Tes projets pour le Cameroun ?
J’ai l’intime conviction que dans de bonnes conditions, on verrait des pianistes de grande envergure proliférer au Cameroun. Le problème avec le piano, c’est qu’il n’est pas accessible à tout le monde, peu de familles peuvent s’en offrir ou inscrire des enfants pour des cours. Je nourris l’ambition d’ouvrir une école de piano accessible à tous pour que celui-ci soit aujourd’hui ce qu’est la basse chez nous. Il n’est pas normal que nous n’ayons pas assez de pianistes alors qu’il y a des talents qui sommeillent chez les jeunes. Et aux pianistes débutants camerounais, je dis toujours, ne restez pas sur vos acquis parce que vous jouez dans un bar ici et là ou avec un tel, apprenez la musique, domptez votre instrument et cela passe par des cours.

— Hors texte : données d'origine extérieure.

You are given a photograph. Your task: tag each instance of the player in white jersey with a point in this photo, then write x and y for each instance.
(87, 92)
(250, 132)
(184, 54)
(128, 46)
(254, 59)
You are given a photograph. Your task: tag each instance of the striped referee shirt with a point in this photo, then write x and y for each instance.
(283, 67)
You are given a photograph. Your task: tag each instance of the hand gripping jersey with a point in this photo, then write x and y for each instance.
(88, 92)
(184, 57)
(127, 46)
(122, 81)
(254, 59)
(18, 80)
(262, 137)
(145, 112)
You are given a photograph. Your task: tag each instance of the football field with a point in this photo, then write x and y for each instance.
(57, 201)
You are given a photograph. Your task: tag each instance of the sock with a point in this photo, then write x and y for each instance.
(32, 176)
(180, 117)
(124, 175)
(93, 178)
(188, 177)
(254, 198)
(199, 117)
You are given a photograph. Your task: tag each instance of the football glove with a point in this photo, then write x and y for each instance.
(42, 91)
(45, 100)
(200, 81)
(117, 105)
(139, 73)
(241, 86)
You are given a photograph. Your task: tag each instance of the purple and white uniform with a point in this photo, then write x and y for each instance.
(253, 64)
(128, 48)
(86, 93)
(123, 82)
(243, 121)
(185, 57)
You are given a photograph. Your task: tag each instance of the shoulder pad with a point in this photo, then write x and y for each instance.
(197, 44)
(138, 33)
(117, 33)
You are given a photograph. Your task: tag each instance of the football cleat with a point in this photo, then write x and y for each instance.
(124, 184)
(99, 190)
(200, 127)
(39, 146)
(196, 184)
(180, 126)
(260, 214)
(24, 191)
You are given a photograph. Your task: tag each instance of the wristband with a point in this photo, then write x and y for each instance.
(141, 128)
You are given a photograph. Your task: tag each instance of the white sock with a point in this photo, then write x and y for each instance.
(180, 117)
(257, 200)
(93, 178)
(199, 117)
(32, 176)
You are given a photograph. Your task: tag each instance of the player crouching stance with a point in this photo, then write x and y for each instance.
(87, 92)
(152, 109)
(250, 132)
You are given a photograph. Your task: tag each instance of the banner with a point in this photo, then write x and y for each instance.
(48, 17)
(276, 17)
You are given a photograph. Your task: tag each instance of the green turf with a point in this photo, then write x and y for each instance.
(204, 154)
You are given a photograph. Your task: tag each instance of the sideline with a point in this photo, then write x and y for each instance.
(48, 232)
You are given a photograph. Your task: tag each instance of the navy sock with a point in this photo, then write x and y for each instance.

Tu n’es pas aux festivités au Cameroun ?
Contractuellement je ne pouvais pas et je l’ai fait savoir aux autorités camerounaises lors de leur prise de contact avec moi à cet effet.
A toi le mot de la fin alors !
Merci d’être passé et surtout pour le travail que tu fais, car tu te positionnes comme un très bon partenaire de par ton approche et la qualité de ton travail. J’espère que tu recevras le soutien massif de tous dans cette aventure. Merci à tous les fans de la musique.